Photo courtesy of The Palmist
Unable to travel amidst the pandemic, one of the things I’ve missed most is connecting to artisan communities around the world and shopping local markets for traditional handicrafts. While I’m currently spending most of my days from within the confines of my 400-square foot New York City apartment, I’m comforted by the treasures I’ve collected throughout my travels. Ceramics from Oaxaca, rugs from Marrakech and Jaipur, woven baskets from Bogota, art from Trancoso. These items aren’t just stuff, they hold memories for me. They also represent hundreds of years of tradition, and encapsulate my connection to the artisans whose hands spent weeks making them. Though I can’t travel as I would like to at the moment, my collection of souvenirs brings my travels to me, and serves as a reminder that the impact of shopping small and intentionally is greater than ever. Not only is it important to support these artisan communities around the world to help preserve their livelihoods and traditions, but the power of these items – filling my home with warmth and love in a time of uncertainty and isolation – is far greater than I understood when I bought them.

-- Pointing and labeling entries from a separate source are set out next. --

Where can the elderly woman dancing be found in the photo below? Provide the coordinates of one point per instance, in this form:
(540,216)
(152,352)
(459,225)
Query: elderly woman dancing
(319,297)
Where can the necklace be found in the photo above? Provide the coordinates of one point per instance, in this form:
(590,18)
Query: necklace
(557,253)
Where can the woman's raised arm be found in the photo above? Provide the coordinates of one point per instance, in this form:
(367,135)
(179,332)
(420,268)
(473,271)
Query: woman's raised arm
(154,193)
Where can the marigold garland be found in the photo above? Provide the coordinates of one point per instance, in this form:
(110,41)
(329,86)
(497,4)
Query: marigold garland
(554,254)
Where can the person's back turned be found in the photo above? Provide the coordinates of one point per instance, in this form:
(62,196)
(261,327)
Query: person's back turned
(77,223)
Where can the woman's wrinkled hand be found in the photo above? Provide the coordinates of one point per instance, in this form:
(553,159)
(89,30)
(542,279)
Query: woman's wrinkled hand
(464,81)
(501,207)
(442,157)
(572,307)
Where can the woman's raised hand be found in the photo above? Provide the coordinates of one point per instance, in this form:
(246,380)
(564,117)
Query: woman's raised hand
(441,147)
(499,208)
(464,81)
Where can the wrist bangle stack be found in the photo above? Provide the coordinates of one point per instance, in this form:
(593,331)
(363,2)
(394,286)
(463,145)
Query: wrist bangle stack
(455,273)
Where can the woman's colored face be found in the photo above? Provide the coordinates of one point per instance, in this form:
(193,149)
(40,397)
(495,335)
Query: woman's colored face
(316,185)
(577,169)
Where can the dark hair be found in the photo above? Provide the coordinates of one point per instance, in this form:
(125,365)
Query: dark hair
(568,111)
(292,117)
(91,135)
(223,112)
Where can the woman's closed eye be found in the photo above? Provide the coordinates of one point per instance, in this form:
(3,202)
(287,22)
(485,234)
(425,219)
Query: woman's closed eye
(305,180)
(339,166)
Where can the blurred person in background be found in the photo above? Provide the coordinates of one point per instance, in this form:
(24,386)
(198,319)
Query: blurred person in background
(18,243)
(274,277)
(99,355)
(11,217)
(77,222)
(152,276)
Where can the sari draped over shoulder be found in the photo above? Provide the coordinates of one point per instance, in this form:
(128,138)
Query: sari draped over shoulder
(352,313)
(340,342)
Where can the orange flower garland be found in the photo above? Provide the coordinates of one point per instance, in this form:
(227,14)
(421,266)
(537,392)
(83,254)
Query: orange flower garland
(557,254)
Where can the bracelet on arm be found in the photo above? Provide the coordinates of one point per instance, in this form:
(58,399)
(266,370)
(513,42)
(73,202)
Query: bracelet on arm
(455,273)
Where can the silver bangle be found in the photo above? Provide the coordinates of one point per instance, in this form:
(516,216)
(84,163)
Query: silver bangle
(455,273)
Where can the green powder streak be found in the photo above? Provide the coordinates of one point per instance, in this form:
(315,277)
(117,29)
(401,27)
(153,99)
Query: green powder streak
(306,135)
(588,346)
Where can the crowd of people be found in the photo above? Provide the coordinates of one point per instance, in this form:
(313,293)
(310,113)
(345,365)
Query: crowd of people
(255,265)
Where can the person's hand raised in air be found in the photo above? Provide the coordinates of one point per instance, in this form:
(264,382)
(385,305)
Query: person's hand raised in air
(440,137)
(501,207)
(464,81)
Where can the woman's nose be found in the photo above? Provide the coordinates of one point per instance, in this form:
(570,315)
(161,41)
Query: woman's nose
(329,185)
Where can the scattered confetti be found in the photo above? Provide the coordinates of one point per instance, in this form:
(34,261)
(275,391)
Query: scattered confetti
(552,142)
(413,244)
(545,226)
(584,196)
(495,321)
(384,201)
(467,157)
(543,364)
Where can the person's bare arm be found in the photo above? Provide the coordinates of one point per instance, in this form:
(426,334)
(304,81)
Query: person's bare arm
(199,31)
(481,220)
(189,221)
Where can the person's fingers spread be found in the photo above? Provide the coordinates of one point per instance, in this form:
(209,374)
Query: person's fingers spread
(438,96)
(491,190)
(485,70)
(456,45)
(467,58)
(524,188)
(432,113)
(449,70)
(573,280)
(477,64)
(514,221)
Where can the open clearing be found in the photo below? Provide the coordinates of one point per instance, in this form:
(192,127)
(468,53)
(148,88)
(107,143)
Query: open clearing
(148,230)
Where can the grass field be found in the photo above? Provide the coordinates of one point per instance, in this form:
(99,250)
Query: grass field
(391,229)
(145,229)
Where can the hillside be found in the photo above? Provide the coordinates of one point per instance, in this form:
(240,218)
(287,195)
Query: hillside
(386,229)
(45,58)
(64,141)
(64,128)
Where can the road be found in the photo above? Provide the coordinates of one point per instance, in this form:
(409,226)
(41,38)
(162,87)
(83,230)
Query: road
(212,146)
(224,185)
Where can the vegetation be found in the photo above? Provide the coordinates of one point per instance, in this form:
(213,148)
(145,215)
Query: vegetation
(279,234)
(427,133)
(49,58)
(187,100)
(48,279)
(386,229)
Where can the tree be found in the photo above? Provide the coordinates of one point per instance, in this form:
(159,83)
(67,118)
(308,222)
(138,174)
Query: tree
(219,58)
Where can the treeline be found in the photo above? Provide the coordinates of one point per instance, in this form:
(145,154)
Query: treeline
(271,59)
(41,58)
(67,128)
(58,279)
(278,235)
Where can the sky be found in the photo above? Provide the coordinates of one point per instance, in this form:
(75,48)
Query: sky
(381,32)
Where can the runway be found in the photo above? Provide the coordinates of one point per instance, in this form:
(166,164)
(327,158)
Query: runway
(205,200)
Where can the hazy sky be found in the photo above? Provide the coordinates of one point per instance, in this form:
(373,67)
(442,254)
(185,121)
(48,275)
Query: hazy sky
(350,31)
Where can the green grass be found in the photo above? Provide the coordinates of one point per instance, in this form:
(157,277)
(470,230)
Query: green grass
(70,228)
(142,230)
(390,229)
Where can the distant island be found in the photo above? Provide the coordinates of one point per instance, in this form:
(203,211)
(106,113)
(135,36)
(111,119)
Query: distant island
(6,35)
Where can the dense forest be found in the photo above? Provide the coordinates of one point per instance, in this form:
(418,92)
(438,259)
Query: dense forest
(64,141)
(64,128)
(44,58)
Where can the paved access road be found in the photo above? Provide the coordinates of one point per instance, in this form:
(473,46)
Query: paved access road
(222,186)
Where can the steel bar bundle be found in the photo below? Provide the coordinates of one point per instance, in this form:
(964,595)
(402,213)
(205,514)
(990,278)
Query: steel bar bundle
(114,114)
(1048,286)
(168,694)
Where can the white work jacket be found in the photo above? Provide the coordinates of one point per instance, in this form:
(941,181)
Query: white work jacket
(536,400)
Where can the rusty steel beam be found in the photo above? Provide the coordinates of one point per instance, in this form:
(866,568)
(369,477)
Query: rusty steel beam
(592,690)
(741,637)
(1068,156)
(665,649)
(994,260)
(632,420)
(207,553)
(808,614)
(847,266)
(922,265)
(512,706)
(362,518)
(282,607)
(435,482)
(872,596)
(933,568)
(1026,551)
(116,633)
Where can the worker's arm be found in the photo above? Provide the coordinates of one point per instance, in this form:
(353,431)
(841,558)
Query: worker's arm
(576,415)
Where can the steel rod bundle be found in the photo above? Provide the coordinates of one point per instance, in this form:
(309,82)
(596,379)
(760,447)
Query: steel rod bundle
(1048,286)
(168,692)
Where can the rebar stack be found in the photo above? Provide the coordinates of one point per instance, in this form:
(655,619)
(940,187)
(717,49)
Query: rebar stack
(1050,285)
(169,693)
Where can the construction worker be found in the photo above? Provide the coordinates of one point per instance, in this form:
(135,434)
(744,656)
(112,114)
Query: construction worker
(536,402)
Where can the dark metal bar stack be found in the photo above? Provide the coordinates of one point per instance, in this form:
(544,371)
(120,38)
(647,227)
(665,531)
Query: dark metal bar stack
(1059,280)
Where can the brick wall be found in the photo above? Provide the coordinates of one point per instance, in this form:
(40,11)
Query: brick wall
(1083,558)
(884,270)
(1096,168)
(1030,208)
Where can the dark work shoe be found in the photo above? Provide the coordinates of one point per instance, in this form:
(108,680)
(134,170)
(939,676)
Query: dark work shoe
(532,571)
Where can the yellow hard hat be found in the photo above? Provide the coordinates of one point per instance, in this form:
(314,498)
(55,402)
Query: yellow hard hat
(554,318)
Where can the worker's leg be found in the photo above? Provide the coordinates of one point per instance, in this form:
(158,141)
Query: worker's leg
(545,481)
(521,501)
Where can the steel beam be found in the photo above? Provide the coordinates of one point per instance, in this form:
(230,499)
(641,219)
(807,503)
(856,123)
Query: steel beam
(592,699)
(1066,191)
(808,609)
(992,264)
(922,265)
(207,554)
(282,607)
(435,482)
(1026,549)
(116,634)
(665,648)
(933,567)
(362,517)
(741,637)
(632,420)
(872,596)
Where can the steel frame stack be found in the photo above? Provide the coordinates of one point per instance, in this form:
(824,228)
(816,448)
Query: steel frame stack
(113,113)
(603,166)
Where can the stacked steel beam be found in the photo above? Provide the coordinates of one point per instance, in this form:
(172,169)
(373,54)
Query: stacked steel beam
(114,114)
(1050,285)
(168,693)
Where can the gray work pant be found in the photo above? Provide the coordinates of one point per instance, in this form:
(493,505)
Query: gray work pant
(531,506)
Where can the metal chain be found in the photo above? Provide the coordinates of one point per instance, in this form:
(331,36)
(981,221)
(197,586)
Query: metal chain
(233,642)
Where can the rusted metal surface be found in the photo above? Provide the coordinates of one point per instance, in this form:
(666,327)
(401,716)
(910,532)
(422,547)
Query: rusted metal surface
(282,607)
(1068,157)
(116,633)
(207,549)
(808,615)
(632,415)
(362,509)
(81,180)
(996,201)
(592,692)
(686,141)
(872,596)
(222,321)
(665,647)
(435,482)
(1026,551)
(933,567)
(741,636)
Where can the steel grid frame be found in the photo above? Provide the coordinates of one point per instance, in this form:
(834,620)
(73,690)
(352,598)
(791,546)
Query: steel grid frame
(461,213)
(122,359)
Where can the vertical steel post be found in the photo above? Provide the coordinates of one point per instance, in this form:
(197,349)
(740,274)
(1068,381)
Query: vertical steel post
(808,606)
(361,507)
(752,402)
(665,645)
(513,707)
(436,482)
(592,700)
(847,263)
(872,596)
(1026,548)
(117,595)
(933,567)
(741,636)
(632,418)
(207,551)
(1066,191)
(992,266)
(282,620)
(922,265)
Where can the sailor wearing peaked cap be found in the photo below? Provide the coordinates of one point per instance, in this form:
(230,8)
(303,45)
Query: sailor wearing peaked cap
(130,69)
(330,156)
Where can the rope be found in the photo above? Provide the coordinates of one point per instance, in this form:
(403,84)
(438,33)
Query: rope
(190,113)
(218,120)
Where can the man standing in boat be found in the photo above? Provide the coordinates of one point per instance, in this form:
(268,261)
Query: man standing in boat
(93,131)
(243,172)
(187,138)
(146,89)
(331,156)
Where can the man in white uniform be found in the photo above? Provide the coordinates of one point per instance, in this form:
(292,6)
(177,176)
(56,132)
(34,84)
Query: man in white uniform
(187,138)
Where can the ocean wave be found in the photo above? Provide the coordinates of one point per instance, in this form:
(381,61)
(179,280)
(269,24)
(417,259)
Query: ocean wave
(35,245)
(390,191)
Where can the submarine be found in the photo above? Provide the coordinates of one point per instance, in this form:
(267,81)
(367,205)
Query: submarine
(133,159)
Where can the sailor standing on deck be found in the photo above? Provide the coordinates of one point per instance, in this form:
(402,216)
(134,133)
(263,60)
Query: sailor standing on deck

If you’re looking for somewhere more curated than Etsy, let these online shops be your source for the best artisan crafts around the world as you continue supporting global artisan communities from the comfort of your couch.
Courtesy of Cicileu
Puglia, the heel of Italy’s boot, contains some of the country’s most beautiful artisanal creations. Yet, with standardized production on the rise, it’s become harder for younger generations to see the value in continuing the handmade traditions of their ancestors. In an effort to protect these traditional, hand-made practices, local Puglian, Francesca Bonomo, along with her two children, Edoardo and Martina launched Cicileu. Through their curated online marketplace, the family continues telling the story of these soulful treasures, in hopes of giving local artisans a channel to share their craft with the rest of the world. The byproduct? Younger generations are now inspired to follow suit.
Photographer: Kate Berry
Founded by Vera Claire, Cosa Buena is a social enterprise and non-profit organization based in Oaxaca that connects cultures and supports preservation of traditional art forms through equitable exchange. Along with offering travel retreats to curious and creative travelers, Cosa Buena launched an e-commerce platform that functions as a bridge between local Oaxacan artists and armchair travelers hoping to introduce Oaxacan handicrafts into their homes. From ceramics, to decorative wall hangings, to art and accessories, Cosa Buena features the best of what Oaxaca’s artisan community has to offer. Contact [email protected] to purchase.
Courtesy of The Palmist
Clementina Calleri launched The Palmist as a means to honor the different artisanal practices she’s come to learn throughout her travels. Collaborating with artisans from Africa to Italy, Calleri sources from local markets, using up-cycled materials and woven fibres. Supporting and preserving local craftsmanship is important to Calleri, as these traditional practices and knowledge are disappearing. Choosing “.club” as her domain was intentional, as The Palmist is a collaboration with craftspeople and talented artists around the world. In Watamu, Kenya, she collaborates with an artist named Paul, who is responsible for the Club Lumière lampshades and Palmita rugs, made of hand-woven palm fibre. In Grottaglie, Italy, Calleri collaborates with Enza Fasano on ceramics, entirely produced by hand. “Enza’s daughter, Giovanna taught me how to paint on raw terracotta and together we created a capsule collection,” says Calleri, further stressing the importance of collaboration and preservation of traditional craftsmanship.
Courtesy of Hotel Weekend
Hotel Weekend, the brainchild of Natalia Swarz, is an online travel destination for the modern and conscious traveler. Along with carefully curated travel guides, the site hosts a Souvenir Shop, featuring a beautiful selection of hand-picked items to pack in your suitcase, along with artisanal souvenirs Swarz has picked up along her own travels. The souvenirs are a reflection of her own beautiful taste and the various artisans she’s come to know, from ceramics from Puglia, to woven bags from Colombia, filling your digital shopping cart will make you feel like you’ve traveled the world.